Referring to the riot in August 2016, it said: “It was clear to us throughout our visits and discussions that the organisation, staff in general, and some staff in particular, had been significantly affected and traumatised by the aggressive behaviours and criminal damage caused by eight boys to units 1 and 2, culminating in the fire in unit 3 in August 2016.”
The authors said they heard from young people that some of the children “intended to burn down the whole campus” in a bid to escape.
The authors said they had been assured by the director that significant supports and engagement with staff had been put in place.
The report said it had been described as the “most serious incident on the campus since 1998”. It said there were very rare situations where the current behaviour management methods “cannot cope”.

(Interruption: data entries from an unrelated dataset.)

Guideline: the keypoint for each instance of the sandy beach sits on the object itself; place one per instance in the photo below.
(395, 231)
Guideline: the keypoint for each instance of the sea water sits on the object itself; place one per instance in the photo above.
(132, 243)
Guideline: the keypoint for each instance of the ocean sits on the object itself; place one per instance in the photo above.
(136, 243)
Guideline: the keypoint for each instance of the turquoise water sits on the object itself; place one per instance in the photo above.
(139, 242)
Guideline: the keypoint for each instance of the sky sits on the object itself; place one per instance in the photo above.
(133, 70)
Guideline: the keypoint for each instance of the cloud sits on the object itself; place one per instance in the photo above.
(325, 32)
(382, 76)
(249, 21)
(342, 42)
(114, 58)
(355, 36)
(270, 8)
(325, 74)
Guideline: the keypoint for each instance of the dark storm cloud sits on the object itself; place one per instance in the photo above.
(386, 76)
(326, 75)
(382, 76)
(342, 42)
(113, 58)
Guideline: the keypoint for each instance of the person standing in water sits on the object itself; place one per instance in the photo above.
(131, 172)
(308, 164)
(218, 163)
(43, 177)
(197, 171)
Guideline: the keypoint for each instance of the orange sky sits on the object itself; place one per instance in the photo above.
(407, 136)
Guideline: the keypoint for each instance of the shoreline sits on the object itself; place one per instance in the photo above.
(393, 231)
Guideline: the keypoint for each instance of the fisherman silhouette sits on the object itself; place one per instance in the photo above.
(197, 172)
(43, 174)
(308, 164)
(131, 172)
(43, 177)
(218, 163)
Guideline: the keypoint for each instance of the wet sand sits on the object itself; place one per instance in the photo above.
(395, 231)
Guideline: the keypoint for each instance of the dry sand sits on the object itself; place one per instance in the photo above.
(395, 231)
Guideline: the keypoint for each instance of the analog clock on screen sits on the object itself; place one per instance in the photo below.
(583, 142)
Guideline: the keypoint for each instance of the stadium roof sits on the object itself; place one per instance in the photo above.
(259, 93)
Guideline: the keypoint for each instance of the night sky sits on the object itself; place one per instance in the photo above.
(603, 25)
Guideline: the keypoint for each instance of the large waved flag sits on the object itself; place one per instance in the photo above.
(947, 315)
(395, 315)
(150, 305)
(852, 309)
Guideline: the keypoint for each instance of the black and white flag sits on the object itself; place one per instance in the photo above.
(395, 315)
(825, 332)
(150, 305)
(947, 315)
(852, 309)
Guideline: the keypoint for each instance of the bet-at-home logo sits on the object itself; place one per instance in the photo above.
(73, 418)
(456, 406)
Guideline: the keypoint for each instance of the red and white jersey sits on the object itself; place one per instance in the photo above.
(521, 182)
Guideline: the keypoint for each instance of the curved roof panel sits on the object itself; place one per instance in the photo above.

The report said: “Most staff spoke of this being an unresolved issue but we were advised by senior management that, whilst there is a protocol for this, this issue is under current review.”
It said staff described situations where “children’s behaviour was more extreme than could be managed” by current procedures.

It said improvised methods were being used, that staff had been injured “by sticking to what they understood were the current procedures” and had contacted gardaí without senior management approval.
(The update on implementation said that, following staff consultation, new training began in October 2017, with additional training on critical incidents.) Elsewhere, the report said young people had told them that some evenings and weekends were very long and boring and that sometimes “stand offs” were planned “just to get a bit of excitement going”.
(The update said a range of physical security measures had been taken.) The report said there was little evidence of staff using the Management of Actual and Potential Aggression (MAPA) physical holding methods.
“Everyone with whom we spoke agreed that the most violent confrontations, involving, for example, threats with weapons to staff or other children, could not be managed using the MAPA system,” the report said.
“No one suggested a solution apart from calling the gardaí.”
The report recommended:
“In our view, it may be more appropriate to have a team of dedicated staff trained and regularly refreshed in PPE [Personal Protective Equipment] interventions available for those rare incidents where MAPA is insufficient, rather than having to turn to An Garda Síochána in all such incidents.”
A court case which took place just days before our visit graphically underlined the potential for violence at the facility.
As he attempted to deal with an incident in May 2017, director Pat Bergin was struck over the head with a metal bar by an offender, who later managed to escape from the campus.